MachuPichu apanha do Joga 13


Depois da derrota para o Assurra e a confusão criada ao fim do jogo, a postura do Joga 13 mudou radicalmente dentro de campo na partida contra o MachuPichu. Talvez por precisar ganhar de qualquer maneira, talvez por ver que o time andava nervoso demais e tomando muitos cartões – o que deixou o time com diversos jogadores suspensos nas últimas rodadas –, certo é que o time entrou com outra postura, mais séria talvez e focada na vitória, o que não deixou chances aos jovens do MachuPichu. Coincidência ou não, a vitória também chegou no momento em que Lele, o artilheiro do time, resolveu marcar gols novamente depois de um jejum de diversos jogos. E, para não deixar por menos, marcou logo 6 gols dos 7 da goleada de 7 a 1. Além de ser eleito o melhor em campo – o que o coloca com 12 pontos na corrida do MVP (uma a menos que Renê, do SNG) – retomou a vice-artilharia do campeonato com 14 gols, 4 a menos que Renê. Só que Lele tem a vantagem de jogar a nona rodada, coisa que Renê não fará por estar suspenso, e jogar as quartas, algo que Renê não terá oportunidade pois o SNG já garantiu a vaga direta na semifinal.

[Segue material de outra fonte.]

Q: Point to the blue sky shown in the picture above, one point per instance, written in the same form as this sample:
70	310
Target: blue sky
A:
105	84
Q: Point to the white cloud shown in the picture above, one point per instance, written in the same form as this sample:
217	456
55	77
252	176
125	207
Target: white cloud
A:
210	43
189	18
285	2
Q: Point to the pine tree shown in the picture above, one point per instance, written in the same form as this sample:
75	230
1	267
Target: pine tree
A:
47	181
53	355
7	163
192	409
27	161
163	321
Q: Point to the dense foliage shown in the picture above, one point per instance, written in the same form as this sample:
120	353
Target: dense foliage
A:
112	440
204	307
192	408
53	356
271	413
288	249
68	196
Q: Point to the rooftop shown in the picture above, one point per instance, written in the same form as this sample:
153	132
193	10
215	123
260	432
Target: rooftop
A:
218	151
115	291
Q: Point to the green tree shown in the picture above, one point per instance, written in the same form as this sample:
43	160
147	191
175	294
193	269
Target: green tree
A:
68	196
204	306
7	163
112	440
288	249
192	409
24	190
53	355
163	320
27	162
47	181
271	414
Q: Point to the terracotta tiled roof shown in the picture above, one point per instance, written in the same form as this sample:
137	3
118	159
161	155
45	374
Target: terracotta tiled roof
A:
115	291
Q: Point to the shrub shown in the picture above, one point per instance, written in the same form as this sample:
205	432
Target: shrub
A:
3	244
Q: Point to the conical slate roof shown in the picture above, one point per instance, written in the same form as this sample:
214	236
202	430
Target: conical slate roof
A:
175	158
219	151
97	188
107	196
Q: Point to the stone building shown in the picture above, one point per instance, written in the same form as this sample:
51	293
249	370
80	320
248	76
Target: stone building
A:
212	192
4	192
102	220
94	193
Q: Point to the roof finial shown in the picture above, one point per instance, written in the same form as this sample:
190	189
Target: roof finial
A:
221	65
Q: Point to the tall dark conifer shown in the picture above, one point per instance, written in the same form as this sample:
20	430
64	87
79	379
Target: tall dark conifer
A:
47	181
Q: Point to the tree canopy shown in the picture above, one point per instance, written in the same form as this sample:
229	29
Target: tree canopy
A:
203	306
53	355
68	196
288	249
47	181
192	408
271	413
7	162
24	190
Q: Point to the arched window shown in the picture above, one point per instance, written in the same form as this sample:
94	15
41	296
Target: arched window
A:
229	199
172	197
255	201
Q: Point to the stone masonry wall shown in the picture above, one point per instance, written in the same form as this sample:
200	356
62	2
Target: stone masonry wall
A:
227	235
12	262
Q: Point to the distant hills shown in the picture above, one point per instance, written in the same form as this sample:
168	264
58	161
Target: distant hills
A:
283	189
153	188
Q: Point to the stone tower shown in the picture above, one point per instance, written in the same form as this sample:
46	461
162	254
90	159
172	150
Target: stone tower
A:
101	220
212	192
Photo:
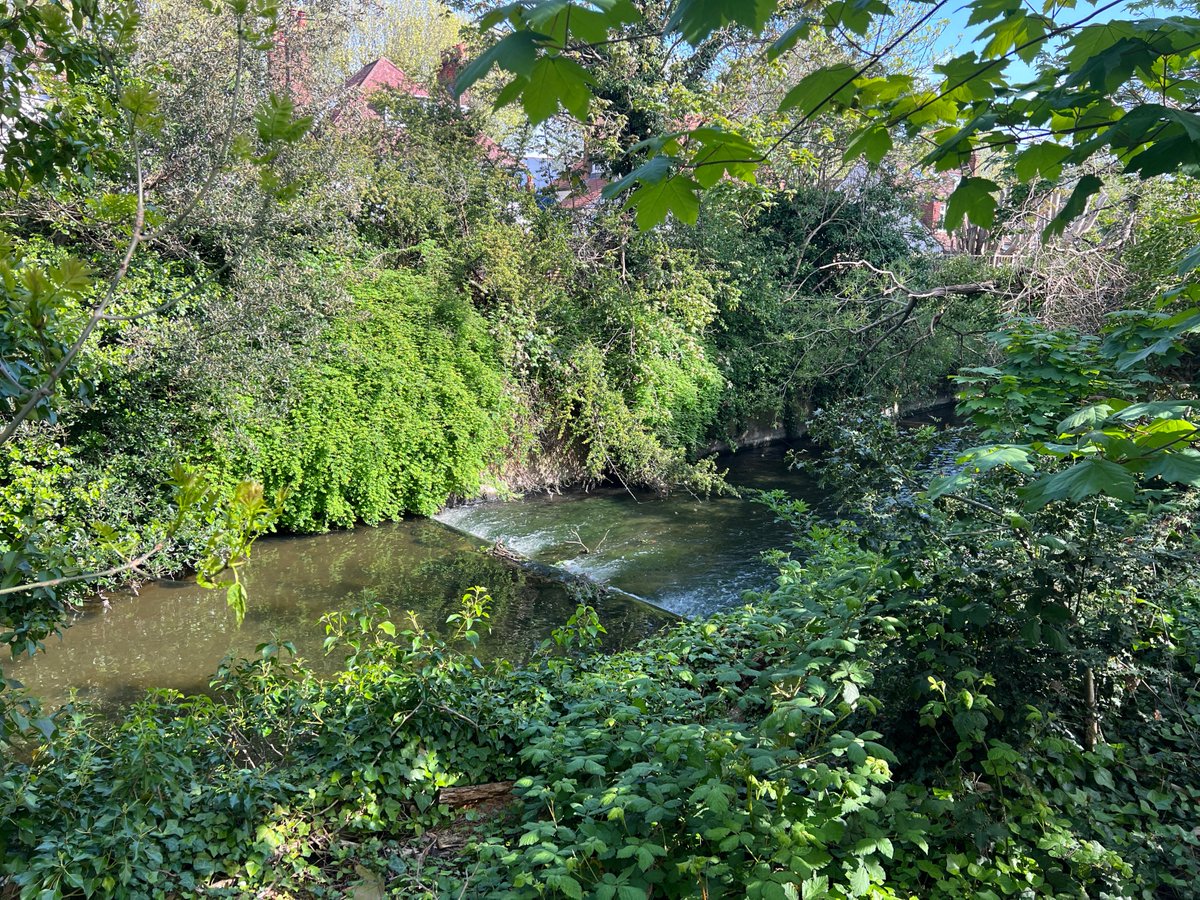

Último jogo da rodada, foi tranqüilo, sem discussões ou qualquer problema entre os times ou arbitragem. Nem a torcida do Joga 13 desta vez se manifestou muito. E com tranqüilidade o Joga 13 foi construindo o placar. Lele matava próximo da área e girava pra marcar. O ataque do MachuPichu parava na sólida defesa com Rodrigo e Guma. Quando passavam deles, o goleiro estreante Caieiras garantia. Assim o jogo seguiu sem muitos percalços. Ricci anotou para o MachuPichu e quebrou um jejum de 5 jogos.

Joga 13 chega a 13 pontos e enfrenta o Dunguereguede. 3 pontos garantidos e a classificação? A contar pelo que se viu, Joga 13 já está classificado. Enquanto isso, MachuPichu tem 2 jogos – Assurra e Equipe Bróder – preá conquistar ao menos uma vitória e se garantir.

Jogo adiado acontece em momento delicado para Assurra e MachuPichu


O jogo que valeria pela quinta rodada do III Chuteira, adiado por falta de energia no PlayBall, será realizado neste feriado de 1 o de maio, às 18.30h. Foi a única data de acordo entre organização e as duas equipes. Assurra com 10 pontos e MachuPichu com 12, a partida vale ao Assurra a possibilidade de manter as chances acesas de classificação. Ao MachuPichu, é nova tentativa de garantir a vaga. O empate é ruim para os dois times. Para infortúnio do Assurra, a equipe tem 4 desfalques certos – suspensos por cartão – e outros dois no departamento médico. Segundo a ficha de inscrição da equipe, será necessário que o time inscreva novos jogadores para conseguir ter 7 em campo contra o MachuPichu. Enquanto isso, no MachuPichu, não há desfalques por suspensão ou contusão. Terão força total para ratificar a classificação.